The Alberta Serious Incident Response Team says in a news release the 29-year-old suspect was involved in a shootout with RCMP on Thursday after officers had tracked him for several kilometres through thick bush around High Prairie, Alta.

During the gunfire exchange, ASIRT says a police service dog was shot and killed, and the officers were told to disengage and were airlifted out in a helicopter.

ASIRT says backup was brought in and officers fired their guns when they encountered the suspect again, and this time they believed they’d hit him, but attempts to find him failed.

The agency says officers later made contact with the suspect two more times but it appeared he hadn’t been injured after all.

The release says on Friday morning, two officers who were assigned to contain the area spotted the suspect in a ditch, a confrontation occurred, and both officers opened fire. The suspect was later pronounced dead.

“The man fell to the ground in the tall grass, and additional police officers and … medical officers responded to the area. Medical officers attempted to treat the man, but ultimately he died at the scene,” the ASIRT release said of the final confrontation.

“A loaded semi-automatic .22-calibre rifle, as well as a range finder, were recovered from the incident scene and have been seized as exhibits.”

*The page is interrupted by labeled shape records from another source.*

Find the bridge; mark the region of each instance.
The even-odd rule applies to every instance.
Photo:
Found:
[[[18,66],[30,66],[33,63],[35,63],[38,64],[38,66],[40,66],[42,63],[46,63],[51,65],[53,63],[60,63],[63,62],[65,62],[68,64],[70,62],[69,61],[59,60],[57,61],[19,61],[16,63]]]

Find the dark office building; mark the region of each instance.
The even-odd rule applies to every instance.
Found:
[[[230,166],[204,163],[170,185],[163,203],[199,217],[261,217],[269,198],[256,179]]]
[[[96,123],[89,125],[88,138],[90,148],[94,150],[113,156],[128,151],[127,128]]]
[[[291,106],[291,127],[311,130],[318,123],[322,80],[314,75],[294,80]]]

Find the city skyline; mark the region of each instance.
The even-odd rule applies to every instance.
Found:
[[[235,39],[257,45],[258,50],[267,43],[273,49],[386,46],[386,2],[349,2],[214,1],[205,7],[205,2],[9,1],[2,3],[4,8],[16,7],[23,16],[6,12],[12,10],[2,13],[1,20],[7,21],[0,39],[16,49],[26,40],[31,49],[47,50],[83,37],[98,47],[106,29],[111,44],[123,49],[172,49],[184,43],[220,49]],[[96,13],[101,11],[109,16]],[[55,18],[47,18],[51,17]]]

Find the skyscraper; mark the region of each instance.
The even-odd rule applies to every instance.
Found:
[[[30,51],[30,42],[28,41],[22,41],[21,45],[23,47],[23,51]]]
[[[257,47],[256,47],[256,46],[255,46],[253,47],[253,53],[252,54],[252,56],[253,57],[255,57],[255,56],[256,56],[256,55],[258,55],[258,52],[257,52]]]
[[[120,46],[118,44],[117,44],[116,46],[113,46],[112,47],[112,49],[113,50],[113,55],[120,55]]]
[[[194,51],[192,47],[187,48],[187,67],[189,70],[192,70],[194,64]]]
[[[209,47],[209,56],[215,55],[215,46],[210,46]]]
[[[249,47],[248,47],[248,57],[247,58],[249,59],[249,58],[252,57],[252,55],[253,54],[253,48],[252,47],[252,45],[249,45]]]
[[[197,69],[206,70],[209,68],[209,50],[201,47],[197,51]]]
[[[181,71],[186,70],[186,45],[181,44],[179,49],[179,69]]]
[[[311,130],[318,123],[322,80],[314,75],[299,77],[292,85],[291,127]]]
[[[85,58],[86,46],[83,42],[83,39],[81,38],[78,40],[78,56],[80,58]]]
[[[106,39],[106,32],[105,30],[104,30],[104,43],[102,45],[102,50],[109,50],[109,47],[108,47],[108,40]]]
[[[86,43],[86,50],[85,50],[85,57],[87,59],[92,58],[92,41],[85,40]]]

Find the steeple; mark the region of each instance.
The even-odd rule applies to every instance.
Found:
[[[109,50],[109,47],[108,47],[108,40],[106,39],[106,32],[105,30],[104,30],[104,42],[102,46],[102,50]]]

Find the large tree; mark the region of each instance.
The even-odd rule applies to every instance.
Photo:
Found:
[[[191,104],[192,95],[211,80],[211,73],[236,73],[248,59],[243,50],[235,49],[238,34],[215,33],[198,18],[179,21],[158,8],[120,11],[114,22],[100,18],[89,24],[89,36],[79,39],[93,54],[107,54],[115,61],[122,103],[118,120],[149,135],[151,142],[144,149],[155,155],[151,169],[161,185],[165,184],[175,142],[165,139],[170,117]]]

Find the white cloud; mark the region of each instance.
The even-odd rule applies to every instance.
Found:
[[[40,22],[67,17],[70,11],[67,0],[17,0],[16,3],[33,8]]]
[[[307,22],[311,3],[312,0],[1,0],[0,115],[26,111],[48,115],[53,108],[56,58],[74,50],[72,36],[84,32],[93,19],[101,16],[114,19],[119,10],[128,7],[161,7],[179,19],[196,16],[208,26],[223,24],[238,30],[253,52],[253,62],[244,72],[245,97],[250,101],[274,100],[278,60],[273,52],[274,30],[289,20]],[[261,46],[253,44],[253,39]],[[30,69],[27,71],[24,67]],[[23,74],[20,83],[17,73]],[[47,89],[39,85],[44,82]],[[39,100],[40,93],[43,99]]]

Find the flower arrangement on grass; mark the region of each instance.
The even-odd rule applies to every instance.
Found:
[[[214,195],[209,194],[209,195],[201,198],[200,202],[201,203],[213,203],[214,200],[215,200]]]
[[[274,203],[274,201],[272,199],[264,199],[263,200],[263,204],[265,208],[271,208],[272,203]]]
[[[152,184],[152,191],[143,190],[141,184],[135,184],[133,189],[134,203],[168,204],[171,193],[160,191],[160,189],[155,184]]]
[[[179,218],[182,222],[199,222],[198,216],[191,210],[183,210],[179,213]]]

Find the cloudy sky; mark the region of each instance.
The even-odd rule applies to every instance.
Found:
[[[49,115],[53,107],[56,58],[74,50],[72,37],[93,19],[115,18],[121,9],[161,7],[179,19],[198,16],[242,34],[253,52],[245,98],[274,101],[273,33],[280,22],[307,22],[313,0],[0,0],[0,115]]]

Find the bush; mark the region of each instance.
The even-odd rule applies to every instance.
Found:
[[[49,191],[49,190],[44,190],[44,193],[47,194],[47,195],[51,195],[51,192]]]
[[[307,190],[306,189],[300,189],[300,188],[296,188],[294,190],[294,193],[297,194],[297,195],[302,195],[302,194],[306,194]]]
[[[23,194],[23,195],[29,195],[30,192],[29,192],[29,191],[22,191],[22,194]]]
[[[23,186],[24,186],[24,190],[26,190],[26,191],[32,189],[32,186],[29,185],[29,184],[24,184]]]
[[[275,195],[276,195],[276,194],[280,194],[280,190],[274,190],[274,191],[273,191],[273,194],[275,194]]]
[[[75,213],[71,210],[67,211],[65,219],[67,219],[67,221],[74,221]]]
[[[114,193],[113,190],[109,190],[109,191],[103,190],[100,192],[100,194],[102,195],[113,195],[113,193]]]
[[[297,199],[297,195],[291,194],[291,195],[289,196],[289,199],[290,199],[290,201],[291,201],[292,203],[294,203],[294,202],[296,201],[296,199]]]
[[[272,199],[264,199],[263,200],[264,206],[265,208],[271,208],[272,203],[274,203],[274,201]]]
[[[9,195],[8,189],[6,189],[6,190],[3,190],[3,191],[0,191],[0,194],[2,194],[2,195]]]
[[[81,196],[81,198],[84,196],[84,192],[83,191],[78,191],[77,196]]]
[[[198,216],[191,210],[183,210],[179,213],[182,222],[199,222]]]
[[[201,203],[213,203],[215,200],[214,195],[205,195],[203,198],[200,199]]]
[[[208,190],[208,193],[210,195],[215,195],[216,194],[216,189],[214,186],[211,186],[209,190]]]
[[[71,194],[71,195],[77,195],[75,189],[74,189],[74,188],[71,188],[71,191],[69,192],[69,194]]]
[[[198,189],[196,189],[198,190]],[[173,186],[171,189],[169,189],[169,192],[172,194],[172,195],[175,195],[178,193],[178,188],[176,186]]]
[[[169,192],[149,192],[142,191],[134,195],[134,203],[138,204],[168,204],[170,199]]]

RCMP identified the suspect last week as Lionel Ernest Grey of the Gift Lake Metis Settlement. Police had said that he’d died from injuries following his arrest, but they hadn’t say what injuries he’d had or how he died.

They said a police service dog named Jago was shot during the pursuit.

ASIRT said its investigation will examine the actions of police, while the RCMP will maintain responsibility for the investigation of the suspect and his actions.

The agency said that since investigation is underway, it won’t be releasing any further information.

ASIRT is investigating another shooting in northern Alberta on Sunday night that also ended with a suspect dead and a police dog injured.

Mounties said they were looking for a suspect who fled on foot after a dispute in a vehicle near the community of Ardmore, southwest of Cold Lake. They said officers and a police dog found the suspect, there was a confrontation and an officer fired a gun.

The man died at the scene and the dog was taken to a veterinarian and treated for a non life-threatening injury.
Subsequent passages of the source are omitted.